Esta semana fui provocado pela frase "a ditadura de especialistas é um pesadelo que não queremos sonhar" impressa em mídia nacional.
Há tempos venho colecionando evidências de que vivemos uma nova época medieval e a desvalorização do conhecimento é mais um item para minha lista.
Especialistas não são boa matéria-prima para ditadores porque seguem o conhecimento científico, que nada mais é do que bom senso assentado em camadas por milênios. Especialistas seguem a evidência dos fatos e se permitem mudanças de rota, de pensamento. Lidam bem com a contradição e a oposição.
Bons ditadores têm de ter um verniz fino de conhecimento bem enviesado, aplicado em tenra idade, e têm de conviver por longo tempo com seus iguais para que quando crescerem sejam capazes de seguir obsessivamente uma única verdade.
O exemplo mais próximo de especialista é o médico. Para os que acham que é "ditadura" seguir o que o médico diz, que experimentem a ignorância de não seguir.
Desde criança resistimos a seguir o caminho melhor, geralmente também o mais difícil. Meus alunos resistem a ler, meu filho resiste a segurar a mamadeira sozinho. Não os recrimino muito por isso, a preguiça é inerente à condição humana, mas os tento colocar no caminho que traga o melhor resultado, ainda que com um pouco mais de trabalho hoje. A expressão "ditadura especialista" soa a ressentimento juvenil com o trabalho ou estudo, enfim, aquele caminho que todos sabemos que é certo, mas que é menos atraente no curto prazo.
A expressão "ditadura especialista" ecoa também em nível internacional, onde muitos julgam que a ciência compete com a fé religiosa. A fé só compete com a ciência na cabeça dos cientificamente mal treinados, que olham para conclusões científicas sem entendimento das camadas que as antecederam e por isso as igualam aos dogmas religiosos, com origem totalmente diversa, mas não menos valiosa.

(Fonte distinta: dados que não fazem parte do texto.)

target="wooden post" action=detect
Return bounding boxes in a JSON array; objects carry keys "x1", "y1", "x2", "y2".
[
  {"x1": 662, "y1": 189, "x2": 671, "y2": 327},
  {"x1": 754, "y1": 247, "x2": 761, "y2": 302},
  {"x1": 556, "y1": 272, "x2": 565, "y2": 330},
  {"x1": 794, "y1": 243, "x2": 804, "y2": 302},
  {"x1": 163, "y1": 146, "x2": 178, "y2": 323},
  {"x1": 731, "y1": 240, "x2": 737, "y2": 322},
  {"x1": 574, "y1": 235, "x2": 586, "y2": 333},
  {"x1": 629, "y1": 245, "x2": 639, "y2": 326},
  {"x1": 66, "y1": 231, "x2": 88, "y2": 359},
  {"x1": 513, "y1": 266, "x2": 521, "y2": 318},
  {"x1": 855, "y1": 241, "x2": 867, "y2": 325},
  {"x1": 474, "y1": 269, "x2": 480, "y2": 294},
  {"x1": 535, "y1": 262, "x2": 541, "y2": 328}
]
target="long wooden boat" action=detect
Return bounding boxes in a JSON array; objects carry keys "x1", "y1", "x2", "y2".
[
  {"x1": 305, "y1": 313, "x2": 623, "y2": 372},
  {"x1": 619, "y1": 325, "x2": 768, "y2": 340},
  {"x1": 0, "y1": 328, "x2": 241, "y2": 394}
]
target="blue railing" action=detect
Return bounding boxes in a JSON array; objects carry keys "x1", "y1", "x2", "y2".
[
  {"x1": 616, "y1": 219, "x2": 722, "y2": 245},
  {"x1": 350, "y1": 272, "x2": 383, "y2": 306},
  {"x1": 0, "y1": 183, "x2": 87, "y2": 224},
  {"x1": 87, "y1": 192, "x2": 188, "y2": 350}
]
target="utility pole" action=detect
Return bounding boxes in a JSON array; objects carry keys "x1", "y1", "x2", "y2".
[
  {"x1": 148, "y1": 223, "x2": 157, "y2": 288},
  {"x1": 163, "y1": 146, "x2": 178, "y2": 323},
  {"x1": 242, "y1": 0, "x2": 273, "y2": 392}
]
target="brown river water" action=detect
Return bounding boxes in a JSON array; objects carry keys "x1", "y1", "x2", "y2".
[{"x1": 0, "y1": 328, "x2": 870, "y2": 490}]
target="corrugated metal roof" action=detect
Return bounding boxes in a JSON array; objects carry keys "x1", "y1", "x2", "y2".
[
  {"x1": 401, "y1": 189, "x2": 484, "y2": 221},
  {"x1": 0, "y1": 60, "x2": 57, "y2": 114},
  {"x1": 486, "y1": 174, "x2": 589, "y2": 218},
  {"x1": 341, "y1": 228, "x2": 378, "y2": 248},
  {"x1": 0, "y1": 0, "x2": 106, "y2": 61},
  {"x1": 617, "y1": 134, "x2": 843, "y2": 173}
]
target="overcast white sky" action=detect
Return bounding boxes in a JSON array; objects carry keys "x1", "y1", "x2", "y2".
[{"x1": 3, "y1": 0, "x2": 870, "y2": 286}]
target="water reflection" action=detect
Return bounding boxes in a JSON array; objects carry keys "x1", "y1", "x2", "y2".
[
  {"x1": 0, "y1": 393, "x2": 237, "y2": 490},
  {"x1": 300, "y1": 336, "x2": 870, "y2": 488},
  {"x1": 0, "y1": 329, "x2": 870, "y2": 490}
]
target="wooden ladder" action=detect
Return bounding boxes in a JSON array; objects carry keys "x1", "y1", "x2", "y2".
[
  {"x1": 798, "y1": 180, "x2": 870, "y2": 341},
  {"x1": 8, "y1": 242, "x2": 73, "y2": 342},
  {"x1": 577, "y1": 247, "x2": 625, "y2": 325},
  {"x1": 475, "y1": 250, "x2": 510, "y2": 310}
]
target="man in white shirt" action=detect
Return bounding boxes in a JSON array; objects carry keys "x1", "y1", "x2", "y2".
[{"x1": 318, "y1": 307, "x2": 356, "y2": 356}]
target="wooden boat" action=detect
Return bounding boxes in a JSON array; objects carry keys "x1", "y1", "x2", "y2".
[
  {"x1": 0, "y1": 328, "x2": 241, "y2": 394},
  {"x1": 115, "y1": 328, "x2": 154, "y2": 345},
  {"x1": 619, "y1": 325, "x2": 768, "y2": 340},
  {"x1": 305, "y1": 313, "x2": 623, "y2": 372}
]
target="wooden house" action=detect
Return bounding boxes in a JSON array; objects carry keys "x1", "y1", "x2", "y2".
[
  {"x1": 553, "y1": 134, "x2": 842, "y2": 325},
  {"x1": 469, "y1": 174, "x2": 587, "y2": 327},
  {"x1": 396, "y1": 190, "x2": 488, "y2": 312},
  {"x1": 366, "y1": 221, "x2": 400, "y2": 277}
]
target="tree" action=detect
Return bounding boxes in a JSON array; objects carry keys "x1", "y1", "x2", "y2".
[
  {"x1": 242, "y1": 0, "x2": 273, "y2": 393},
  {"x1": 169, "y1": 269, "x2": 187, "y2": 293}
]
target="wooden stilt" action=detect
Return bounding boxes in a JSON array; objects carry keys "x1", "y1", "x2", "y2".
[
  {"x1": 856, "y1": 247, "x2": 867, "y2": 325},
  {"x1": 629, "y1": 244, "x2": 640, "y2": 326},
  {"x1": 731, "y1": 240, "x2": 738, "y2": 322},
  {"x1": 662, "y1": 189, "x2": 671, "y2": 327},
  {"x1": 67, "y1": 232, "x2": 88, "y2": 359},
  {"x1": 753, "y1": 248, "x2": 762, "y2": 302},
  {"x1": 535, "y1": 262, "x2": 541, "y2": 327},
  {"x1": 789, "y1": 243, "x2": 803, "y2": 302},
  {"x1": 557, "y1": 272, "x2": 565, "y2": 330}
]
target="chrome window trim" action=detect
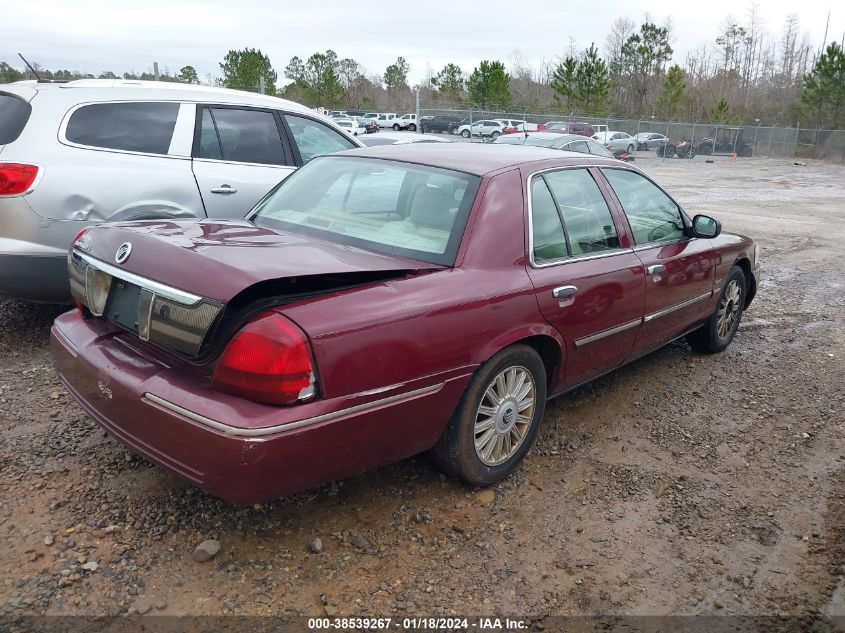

Se queremos avançar em todas áreas do conhecimento humano, incluindo o ambiente, precisamos ouvir o que os especialistas têm a dizer. Não porque eles sejam ditadores que irão nos obrigar a um caminho inadequado, mas porque eles pensaram em determinada questão por mais tempo do que nós. Nem tampouco devemos ouvi-los porque eles trazem dogmas indiscutíveis, mas principalmente porque vêm aprimorando suas ideias ao longo de milênios, tirando o joio e pondo o trigo geração após geração.
No paraíso, o manobrista é inglês, o garçom é francês, e o cozinheiro italiano. Cada especialista com sua função. No inferno, o manobrista é francês, o garçom italiano e o cozinheiro é inglês.
Trocando em miúdos, o sonho que a senadora Kátia Abreu quer sonhar é com os especialistas quietos nas universidades, os ruralistas mandando no país e a população pagando quieta a conta.
Há algo de muito errado quando um senador da República menospreza a ciência em um jornal de circulação nacional.